Il fenomeno migratorio si intensificò a partire 1453, l’anno in cui i Turchi, conquistata Costantinopoli, cominciarono ad espandersi nella regione balcanica. I Turchi erano musulmani, i Balcani cristiani ortodossi. Gli invasori erano odiati, oltre che per le tasse, per la pretesa di imporre agli occupati la loro religione e per l’arruolamento coatto dei giovani nell’esercito della “Sublime Porta” (così si chiamava il loro governo). Alcune popolazioni si sottomisero più o meno spontaneamente, altre organizzarono la resistenza. Centinaia di famiglie greche, macedoni, albanesi lasciarono i loro paesi e cercarono asilo politico nell’Occidente cristiano. Nel Regno di Napoli, dove c’era più terra di quanta si riuscisse a lavorarne, i profughi venivano accolti volentieri e venivano mandati a ripopolare i casali in crisi demografica, o a fondarne di nuovi.

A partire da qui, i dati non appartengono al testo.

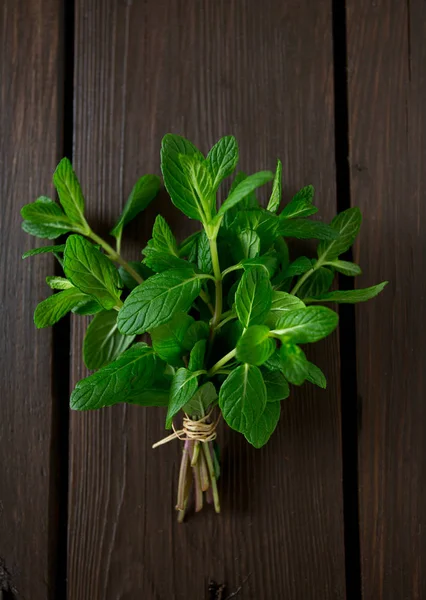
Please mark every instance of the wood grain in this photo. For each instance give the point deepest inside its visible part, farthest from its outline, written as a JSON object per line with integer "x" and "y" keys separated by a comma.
{"x": 29, "y": 134}
{"x": 387, "y": 100}
{"x": 262, "y": 71}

Dunque il culto che gli Albanesi portavano ovunque andassero, era quello del loro Santo francescano: Sant’Antonio. Ne è prova il fatto che, per esempio, ancora oggi ad Ariano I. si onora il Santo con una grande festa; così anche a Barile (Pz), ed in molti paesi della Basilicata: Brindisi di Montagna, San Paolo Albanese, San Costantino Albanese, …, in molti non è il patrono a testimonianza che è una devozione importata. Un’altra dimostrazione che questo culto a Lioni sia stato portato da loro è che la primitiva statua del Santo (quella del seicento, oggi conservata nella sacrestia della cappella) è raffigurata con l’abito tipico del frate minore e non con quello di un frate minore conventuale[5]. Cosa significa ciò? Bisogna sapere che i primi frati francescani giunti in Albania furono i frati minori ed era quindi il loro abito quello che gli Albanesi conoscevano e con il quale erano abituati a rappresentare Sant’Antonio. Se invece fosse stata opera di un artista italiano locale più facilmente Sant’Antonio sarebbe stato rappresentato con l’abito da frate conventuale. Infatti nel 1600 erano presenti a Montella e a Sant’Angelo dei Lombardi i frati minori conventuali ed a Gesualdo i frati minori cappuccini. Ne è prova ulteriore il fatto che, quando nel 1830 circa, la statua seicentesca (quella con l’abito da minore) fu sostituita da quella che attuale, quest’ultima rappresentò il Santo con abito da conventuale. A quell’epoca inoltre, è probabile che stesse per terminare il diritto di patronato riservato alla famiglia Albanese come vedremo dopo.               

 

 

Tornando alla Cappella di Lioni abbiamo una notizia che dal 1830 è stata riposta in sacrestia la statua del 1600 (mai più utilizzata per il culto pubblico), ed è stata comprata una nuova statua questa volta con abito conventuale e credo che la motivazione sia dovuta al passaggio di proprietà dell’Abbazia ad altre famiglie. Sin dall’inizio il luogo di culto degli Albanesi fu definito Abbazia (o Badia) ed era di loro patronato. Un sacerdote della famiglia Albanese veniva nominato Abate[6]. Poi con il terremoto del 1694 la cappella fu danneggiata e crollò completamente con il terremoto del 1732[7]. Da questo momento in poi entra nel patronato della cappella anche la famiglia Iuliano e insieme alla famiglia Albanese ricostruiscono l’ Abbazia.

 

L’ISCRIZIONE SUL CARTIGLIO:

 

  1. HANC JANUAM LAPIDEM IUSTINIANA IULIANO UNA EX COMPATRONIBUS PIE DEVOTIONIS ERGO PROPRIIS SUMPTIBUS FIERI ET ERIGI

CURAVIT A. D. 1749

  1. DIVO ANTONIO PATAVINO SACRAM HANC AEDEM OLIM VET. FATISCENTEM, AEDEM TERREMOTU COLLASSAM, R. D. FELIX CARUSO. ABAS BENEFICIANTIBUS BENEF. AUSPICATO FIERI.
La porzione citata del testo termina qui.